Artificial Intelligence and India’s Engineering future: Jobs are changing, not disappearing
AI can build, predict, and perfect. It can outpace teams and clear the clutter. But it cannot shoulder what defines an engineer — the moment of choice, the weight of a yes or a no.
Today’s engineers are empowered to move beyond execution into strategic thinking—shaping systems that learn, adapt, and evolve. This transformation instills a deeper sense of purpose and responsibility.
Satish H C, Executive Vice President & Chief Delivery Officer, Infosys
For me, the most exciting shift is watching AI move from being an assistant to becoming an autonomous builder.

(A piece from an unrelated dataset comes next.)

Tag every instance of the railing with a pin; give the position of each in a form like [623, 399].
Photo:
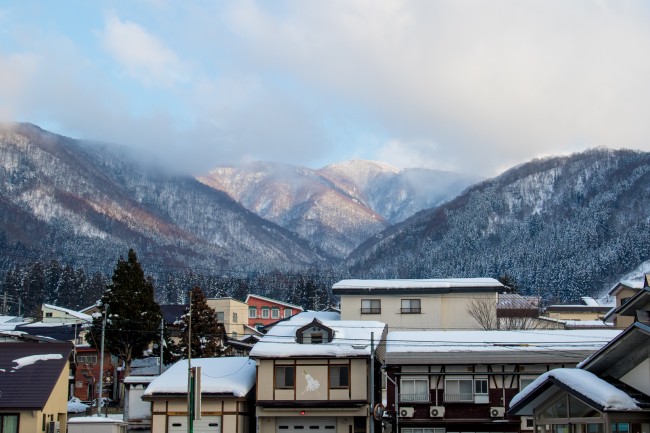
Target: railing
[421, 398]
[462, 397]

PVN Pavan Kumar, Vice President, APJ at Office of the CTO, SAP
While AI expedites iterations and ideations, the design sign-off is still done by the product owner and design leads.
Amith Singhee, Director, IBM Research India; CTO, IBM India & South Asia
The role of engineers is changing, from being doers of engineering work to trainers and interrogators of intelligent machines, reviewers of work done by machines, and owners of critical thinking and creativity.
Harrick Vin, Chief Technology Officer, TCS
Now, engineers must wear a business hat, interacting with clients, understanding and solving business challenges, and building minimal viable products with agility.
Mukesh Chaudhary, Lead - Data & AI, Advanced Technology Centers Global Network, Accenture
AI is augmenting engineers, shifting their focus from repetitive tasks to creativity, strategy, and building for long-term impact.
Parul Jain, VP - Software Engineering, Salesforce
Over the next two decades, engineering will be shaped by AI, sustainable design, and closer collaboration between humans and machines.
Sudha KV, Vice President, Dell Technologies
Good engineers work diligently to address challenges as they arise. Great engineers, however, invest time in solutions that eliminate entire categories of future problems.
Kusum Saini, Director – Principal Architect, Simplilearn
From a classic ‘Let’s start building something’ approach, engineers will now need to focus more on clearer problem definition. Understanding a domain and adopting systems thinking will become more important than just translating a requirement into code.
Jacob Peter, Executive Board of Management Mobility R&D, Bosch Global Software Technologies, and Bosch Digital
Companies are no longer limiting AI knowledge to technical teams and are training across the board, from HR to admin to engineering, to leverage AI responsibly.